Le 6 mars 2025, le président de la Transition, Brice Clotaire Oligui Nguema, a procédé à la remise d’une nouvelle dotation en matériel agricole, comprenant 29 tracteurs, 11 attelages et divers équipements d’entretien. Cette initiative s’inscrit dans la continuité de la première vague d’équipements octroyée en novembre 2024 et traduit la volonté du gouvernement de moderniser le secteur agricole afin de réduire la dépendance du Gabon aux importations alimentaires, qui couvrent encore plus de 60 % de la consommation nationale. En ciblant les services provinciaux, les entreprises sous tutelle et les coopératives, cette dotation vise à rendre l’agriculture plus productive et attractive, notamment pour les jeunes. Pourtant, malgré cet effort matériel, une question demeure : la mécanisation suffit-elle à structurer un secteur encore largement dominé par l’importation ?
Si la modernisation agricole passe par l’introduction de matériels performants, elle ne garantit pas à elle seule une augmentation significative des rendements. Le principal défi du Gabon ne réside pas uniquement dans le manque d’équipements, mais dans l’absence d’une véritable structuration du secteur. En effet, la faible organisation des filières, l’accès limité aux intrants agricoles (semences, engrais, irrigation) et le manque d’infrastructures de stockage et de transformation freinent considérablement la productivité. À titre de comparaison, des pays comme le Rwanda ou l’Éthiopie ont réussi leur transition agricole en combinant mécanisation, soutien aux petits exploitants et développement de l’agro-industrie.
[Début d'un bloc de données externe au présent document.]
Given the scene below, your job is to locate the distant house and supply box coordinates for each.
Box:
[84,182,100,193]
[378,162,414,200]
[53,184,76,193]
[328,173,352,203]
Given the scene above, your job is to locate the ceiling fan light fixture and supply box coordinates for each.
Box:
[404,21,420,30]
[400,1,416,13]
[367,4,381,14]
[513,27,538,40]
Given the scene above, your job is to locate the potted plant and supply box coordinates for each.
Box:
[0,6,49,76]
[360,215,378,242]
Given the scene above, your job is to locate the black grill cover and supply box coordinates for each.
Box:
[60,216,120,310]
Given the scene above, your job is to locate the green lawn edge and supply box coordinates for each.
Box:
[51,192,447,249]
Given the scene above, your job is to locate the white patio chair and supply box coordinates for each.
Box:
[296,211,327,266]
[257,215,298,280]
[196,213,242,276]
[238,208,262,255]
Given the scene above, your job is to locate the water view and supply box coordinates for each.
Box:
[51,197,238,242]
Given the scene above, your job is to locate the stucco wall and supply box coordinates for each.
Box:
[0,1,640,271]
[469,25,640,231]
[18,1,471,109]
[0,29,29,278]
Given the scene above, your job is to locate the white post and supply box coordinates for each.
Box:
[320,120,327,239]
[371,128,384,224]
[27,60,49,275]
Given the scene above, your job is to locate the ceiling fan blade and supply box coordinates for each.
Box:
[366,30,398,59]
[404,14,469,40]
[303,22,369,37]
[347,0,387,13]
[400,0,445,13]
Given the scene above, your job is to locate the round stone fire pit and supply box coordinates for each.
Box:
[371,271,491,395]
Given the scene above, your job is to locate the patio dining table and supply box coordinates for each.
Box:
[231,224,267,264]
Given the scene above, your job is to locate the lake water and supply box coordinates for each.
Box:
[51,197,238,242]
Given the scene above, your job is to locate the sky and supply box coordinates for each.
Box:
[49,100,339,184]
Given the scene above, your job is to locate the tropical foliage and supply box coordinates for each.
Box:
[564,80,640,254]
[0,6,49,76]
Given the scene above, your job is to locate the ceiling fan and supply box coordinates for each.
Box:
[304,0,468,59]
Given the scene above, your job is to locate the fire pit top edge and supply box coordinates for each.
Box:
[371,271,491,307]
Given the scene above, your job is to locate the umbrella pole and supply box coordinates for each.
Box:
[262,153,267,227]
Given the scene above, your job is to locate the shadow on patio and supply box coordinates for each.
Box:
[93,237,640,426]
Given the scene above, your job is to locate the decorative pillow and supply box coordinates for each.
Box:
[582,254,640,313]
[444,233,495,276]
Le Gabon, en revanche, reste confronté à un tissu agricole sous-financé, où les investissements restent insuffisants pour garantir une production de masse compétitive. Un autre défi majeur réside dans la logistique et la commercialisation des productions locales. Le Gabon souffre d’un réseau routier dégradé, avec plus de 80% des routes en mauvais état, rendant difficile l’acheminement des denrées vers les marchés urbains. Sans une amélioration des infrastructures de transport et de distribution, l’augmentation des rendements agricoles pourrait se heurter à un problème de débouchés, entraînant des pertes post-récoltes importantes.
De plus, le manque d’unités de transformation agroalimentaire empêche la création d’une véritable chaîne de valeur locale, obligeant le pays à continuer d’importer des produits transformés à forte valeur ajoutée. Un secteur agricole dynamique ne se limite donc pas à la production : il repose sur un écosystème où financement, formation, infrastructures et agro-industrie doivent fonctionner de manière coordonnée.

Si la volonté politique affichée par le gouvernement est un signal positif, elle doit s’accompagner d’une stratégie plus large pour espérer atteindre une véritable souveraineté alimentaire. Investir dans le matériel agricole est un premier pas, mais il faut aller plus loin : faciliter l’accès aux financements pour les exploitants, développer des zones agricoles intégrées avec des infrastructures adaptées, encourager l’investissement privé et structurer les filières porteuses comme le manioc, la banane plantain ou le maïs. Le Gabon a le potentiel de réduire sa dépendance alimentaire, mais elle ne pourra se faire sans une transformation profonde de son modèle agricole, au-delà des seuls équipements.